Panelists at NMHC’s 2018 OpTech Conference & Exposition in Orlando discussed the best ways to build a strategy for dealing with different levels of crisis at a community.

Peter Jakel, Nyla Westlake, Brian Doppelt and Keli Lynch-Wright

The multifamily industry is no stranger to crisis, with the recent devastation brought upon by the several hurricanes and wildfires that have taken place. In addition to disaster relief, there are other forms of crisis including criminal activity such as death and violent altercations, in which property managers need to have procedures set in place to deal with these issues. At National Multifamily Housing Council’s 2018 OpTech Conference & Exposition in Orlando, Linnell Taylor Marketing’s Vice President of Strategy Peter Jakel, moderated a panel on the essentials of collaborative crisis management, which included Trammel Crow Residential’s Managing Director of Asset Management-National Nyla Westlake, The Bainbridge Cos.’ Senior Vice President & General Counsel Brian Doppelt and Hatching Hope’s Executive Director & Co-Founder Keli Lynch-Wright. 

Gathering a proper team is the first step in developing a crisis management strategy. This group of individuals should include members of the public relations firm, the property manager, insurance brokers and senior marketing staff. This will act as a formal crisis management department for the community, which will handle onsite disruptions. “It’s important to solicit internal feedback to develop a crisis plan—from the site level all the way up to the CEO,” explained Doppelt. 

Although hiring a third party management service to handle crisis management is an option, being hands-on at a community has shown better results when it comes to resident satisfaction and communication. However, it is helpful to have an offsite team handling resident communication efforts, that way the community can be reached during the time of crisis, instead of emails and phone calls going unanswered. “Dedicate someone on your team that is not located where you are, to handle communication,” said Lynch-Wright. 

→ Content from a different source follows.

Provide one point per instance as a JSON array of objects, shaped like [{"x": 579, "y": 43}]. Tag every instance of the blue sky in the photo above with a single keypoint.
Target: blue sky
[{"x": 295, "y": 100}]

Another component of this is the training itself. When employees are hired, they should be given on-board training, which is then revisited twice a year to keep staff up to date on the current changes of the plan and the steps to take when an incident occurs. Jakel also mentioned the use of mock trials, that can assist in preparing employees in how to handle different crisis scenarios. “Training for each crisis needs to constantly be updated because no two are the same, and staff needs to be aware of that,” explained Jakel. 

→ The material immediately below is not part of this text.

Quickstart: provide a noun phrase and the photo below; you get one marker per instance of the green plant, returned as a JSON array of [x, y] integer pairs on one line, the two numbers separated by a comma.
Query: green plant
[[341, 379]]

Communication is key when it comes to crisis management. The most important thing to keep in mind is if you were the resident, how much information would you want to know? “When it comes to dealing with crisis, the priority should be residents first, then staff, then the property, regardless of what happens,” notes Westlake. By utilizing social media services, text and email, residents can be alerted to the current situation and what action is being taken by community staff. This is also vital to the resident when it comes to disaster relief, such as evacuation and weather notices. Transparency makes a crucial difference between keeping your residents in the dark to avoid panic and giving them enough information so that they trust the situation is being handled in a responsible and timely manner.